Come ogni farmaco che si rispetti, infine, la triptorelina ha anche una serie di effetti collaterali o indesiderati. Tanto per cominciare, sopprimendo il testosterone, si porta dietro e verso il basso anche gli estrogeni, cosa che può portare a una riduzione della densità minerale ossea, l’osteoporosi e a un aumentato rischio di fratture. Inoltre, si possono verificare: vampate di calore, impotenza, diminuzione della libido, nausea, disordini del sonno, spossatezza, riduzione della massa muscolare, dolore delle articolazioni, aumento di peso e alterazione dell'umore. L’insorgenza di tali effetti collaterali può ripercuotersi sullo stato di salute generale dei pazienti e sulla loro qualità di vita.
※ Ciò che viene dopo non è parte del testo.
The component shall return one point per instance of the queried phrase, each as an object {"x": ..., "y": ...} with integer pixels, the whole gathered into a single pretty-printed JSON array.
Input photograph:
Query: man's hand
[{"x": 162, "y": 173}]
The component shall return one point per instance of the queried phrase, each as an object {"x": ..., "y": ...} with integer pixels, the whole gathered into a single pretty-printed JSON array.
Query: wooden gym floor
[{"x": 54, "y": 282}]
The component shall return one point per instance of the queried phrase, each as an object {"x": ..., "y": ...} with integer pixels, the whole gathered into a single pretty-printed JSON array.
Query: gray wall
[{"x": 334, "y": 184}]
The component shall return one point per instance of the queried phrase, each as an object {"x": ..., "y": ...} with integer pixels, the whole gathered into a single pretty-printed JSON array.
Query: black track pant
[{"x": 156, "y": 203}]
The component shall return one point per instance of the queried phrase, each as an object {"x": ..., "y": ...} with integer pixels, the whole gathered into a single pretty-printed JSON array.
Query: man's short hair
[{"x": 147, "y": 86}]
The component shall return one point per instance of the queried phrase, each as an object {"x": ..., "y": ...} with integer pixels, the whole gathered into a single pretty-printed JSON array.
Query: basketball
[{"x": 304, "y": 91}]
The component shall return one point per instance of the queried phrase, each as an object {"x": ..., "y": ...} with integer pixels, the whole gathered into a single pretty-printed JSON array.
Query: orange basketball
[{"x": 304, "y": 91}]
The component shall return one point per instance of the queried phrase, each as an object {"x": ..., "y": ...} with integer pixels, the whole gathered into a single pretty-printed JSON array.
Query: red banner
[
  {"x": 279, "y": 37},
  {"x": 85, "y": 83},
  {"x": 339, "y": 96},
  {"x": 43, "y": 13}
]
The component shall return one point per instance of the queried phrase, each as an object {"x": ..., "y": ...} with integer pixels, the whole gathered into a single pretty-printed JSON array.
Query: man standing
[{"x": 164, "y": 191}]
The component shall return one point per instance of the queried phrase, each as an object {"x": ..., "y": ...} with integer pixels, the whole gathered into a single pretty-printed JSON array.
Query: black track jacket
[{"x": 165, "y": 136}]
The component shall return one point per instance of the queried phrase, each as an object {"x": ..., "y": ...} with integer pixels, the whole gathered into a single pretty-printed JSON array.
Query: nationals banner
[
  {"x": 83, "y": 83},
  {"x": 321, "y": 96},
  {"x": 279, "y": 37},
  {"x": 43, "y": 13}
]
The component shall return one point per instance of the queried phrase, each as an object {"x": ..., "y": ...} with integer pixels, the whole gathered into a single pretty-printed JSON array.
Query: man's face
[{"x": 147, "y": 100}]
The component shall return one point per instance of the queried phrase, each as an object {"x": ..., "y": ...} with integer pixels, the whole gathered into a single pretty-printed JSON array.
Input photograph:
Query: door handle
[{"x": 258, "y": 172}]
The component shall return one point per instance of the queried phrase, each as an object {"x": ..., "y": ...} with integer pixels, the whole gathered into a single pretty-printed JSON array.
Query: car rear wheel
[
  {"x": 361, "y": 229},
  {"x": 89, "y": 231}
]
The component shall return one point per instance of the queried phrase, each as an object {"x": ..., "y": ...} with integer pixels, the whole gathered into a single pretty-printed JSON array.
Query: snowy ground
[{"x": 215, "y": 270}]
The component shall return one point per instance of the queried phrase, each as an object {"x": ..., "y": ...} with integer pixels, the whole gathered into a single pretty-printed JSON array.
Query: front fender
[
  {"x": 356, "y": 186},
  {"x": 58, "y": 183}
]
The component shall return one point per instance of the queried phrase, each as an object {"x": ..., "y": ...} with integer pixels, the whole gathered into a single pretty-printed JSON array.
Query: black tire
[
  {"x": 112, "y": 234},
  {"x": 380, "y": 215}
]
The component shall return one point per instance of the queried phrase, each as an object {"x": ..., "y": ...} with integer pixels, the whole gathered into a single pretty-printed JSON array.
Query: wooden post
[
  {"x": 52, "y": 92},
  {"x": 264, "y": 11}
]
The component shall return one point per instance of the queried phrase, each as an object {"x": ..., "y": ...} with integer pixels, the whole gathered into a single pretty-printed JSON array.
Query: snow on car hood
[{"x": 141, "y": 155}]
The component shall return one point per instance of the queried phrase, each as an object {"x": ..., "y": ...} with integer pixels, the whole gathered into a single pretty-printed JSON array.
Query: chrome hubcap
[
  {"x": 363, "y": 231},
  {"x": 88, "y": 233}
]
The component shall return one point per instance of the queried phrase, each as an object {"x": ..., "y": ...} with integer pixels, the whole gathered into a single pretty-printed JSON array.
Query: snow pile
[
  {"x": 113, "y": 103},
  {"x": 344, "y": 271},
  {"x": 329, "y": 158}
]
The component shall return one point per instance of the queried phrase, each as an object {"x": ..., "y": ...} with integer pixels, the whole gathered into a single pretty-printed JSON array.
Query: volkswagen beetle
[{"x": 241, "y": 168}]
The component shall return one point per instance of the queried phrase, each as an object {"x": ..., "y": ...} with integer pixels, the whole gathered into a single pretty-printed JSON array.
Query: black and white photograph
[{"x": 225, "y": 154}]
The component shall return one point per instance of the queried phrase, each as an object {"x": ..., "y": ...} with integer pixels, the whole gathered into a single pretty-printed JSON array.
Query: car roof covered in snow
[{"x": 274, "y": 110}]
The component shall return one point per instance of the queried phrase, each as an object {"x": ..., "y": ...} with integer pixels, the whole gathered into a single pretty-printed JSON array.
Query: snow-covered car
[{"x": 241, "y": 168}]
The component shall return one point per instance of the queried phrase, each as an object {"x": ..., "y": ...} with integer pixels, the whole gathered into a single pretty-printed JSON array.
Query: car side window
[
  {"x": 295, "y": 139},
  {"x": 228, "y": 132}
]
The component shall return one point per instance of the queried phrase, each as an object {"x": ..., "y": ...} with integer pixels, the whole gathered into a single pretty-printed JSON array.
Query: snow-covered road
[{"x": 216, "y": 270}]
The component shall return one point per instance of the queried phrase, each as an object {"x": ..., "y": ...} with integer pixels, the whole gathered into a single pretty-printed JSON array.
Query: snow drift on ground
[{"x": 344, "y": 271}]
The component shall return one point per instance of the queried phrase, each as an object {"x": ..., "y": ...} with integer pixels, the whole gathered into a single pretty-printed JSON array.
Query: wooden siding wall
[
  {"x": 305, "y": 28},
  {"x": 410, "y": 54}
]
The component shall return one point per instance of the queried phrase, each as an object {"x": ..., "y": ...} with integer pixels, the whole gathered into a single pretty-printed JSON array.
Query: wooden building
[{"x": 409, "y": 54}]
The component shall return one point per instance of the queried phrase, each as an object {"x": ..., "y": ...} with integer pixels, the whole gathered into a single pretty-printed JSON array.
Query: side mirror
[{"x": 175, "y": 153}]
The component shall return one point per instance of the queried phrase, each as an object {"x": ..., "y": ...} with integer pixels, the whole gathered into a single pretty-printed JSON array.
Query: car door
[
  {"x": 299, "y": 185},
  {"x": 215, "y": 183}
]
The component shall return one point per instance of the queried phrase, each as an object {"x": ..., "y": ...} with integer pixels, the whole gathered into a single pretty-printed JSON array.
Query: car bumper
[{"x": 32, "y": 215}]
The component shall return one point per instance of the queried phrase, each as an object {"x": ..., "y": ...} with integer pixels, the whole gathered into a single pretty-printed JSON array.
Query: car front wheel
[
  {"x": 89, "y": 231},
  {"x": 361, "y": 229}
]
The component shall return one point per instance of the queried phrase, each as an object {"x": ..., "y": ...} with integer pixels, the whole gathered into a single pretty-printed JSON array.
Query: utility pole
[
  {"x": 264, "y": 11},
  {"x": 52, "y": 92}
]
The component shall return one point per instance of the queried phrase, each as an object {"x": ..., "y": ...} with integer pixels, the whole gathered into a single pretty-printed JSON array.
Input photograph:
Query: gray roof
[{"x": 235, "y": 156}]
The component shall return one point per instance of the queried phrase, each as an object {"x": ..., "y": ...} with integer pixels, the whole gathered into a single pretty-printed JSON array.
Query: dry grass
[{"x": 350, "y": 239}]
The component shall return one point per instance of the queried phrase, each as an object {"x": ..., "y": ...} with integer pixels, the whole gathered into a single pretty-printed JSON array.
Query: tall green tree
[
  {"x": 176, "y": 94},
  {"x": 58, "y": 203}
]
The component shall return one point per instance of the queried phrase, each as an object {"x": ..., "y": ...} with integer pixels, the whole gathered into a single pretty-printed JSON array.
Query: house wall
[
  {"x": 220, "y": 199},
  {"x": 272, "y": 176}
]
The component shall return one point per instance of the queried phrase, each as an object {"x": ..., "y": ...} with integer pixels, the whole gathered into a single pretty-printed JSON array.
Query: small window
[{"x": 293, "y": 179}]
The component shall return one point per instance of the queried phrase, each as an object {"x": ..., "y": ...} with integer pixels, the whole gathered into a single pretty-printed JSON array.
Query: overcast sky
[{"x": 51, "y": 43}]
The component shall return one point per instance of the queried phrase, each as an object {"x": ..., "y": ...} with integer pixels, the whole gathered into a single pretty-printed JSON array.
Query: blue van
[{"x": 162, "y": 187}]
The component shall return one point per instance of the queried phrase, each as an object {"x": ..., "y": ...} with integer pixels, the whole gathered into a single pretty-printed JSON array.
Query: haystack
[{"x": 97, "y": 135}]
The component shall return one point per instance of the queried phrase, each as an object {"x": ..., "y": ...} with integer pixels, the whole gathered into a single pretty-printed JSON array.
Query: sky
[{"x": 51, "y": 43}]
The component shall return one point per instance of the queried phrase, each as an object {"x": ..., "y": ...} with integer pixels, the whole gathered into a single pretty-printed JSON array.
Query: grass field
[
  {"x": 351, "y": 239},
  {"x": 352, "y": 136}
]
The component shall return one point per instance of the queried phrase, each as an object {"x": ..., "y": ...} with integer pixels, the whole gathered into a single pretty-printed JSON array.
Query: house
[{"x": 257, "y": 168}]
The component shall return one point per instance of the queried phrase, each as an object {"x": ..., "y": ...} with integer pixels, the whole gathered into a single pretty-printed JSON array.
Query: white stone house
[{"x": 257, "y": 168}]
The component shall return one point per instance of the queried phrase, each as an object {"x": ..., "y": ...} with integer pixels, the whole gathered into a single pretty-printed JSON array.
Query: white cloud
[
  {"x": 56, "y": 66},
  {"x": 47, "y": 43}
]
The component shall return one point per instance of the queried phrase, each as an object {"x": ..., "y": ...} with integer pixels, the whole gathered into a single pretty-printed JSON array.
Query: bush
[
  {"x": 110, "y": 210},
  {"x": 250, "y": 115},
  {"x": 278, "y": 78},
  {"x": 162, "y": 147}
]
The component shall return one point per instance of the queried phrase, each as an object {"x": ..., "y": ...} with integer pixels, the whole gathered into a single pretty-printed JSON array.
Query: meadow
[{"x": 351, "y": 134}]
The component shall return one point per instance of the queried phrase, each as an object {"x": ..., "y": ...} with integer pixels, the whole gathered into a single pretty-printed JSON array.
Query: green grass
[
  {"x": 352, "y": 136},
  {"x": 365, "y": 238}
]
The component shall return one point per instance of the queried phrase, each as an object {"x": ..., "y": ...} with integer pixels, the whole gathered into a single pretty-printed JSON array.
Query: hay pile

Infine, è stato osservato che circa il 50% di uomini con tumore della prostata sviluppa la sindrome metabolica, caratterizzata da un aumento dei livelli ematici di colesterolo LDL e trigliceridi, bassi livelli di colesterolo HDL, ipertensione arteriosa e ridotta tolleranza al glucosio. Detta in termini da comuni mortali: alto rischio di infarto e ictus per gli adulti e precursori di quegli eventi, come l’aumento di pressione arteriosa, per soggetti in età infantile. Insomma, non esattamente un toccasana, da assumere con estrema attenzione e solo nei casi previsti. Il bimbo che lascia macchinine e camioncini per giocare con una bambola non è sicuramente uno di essi.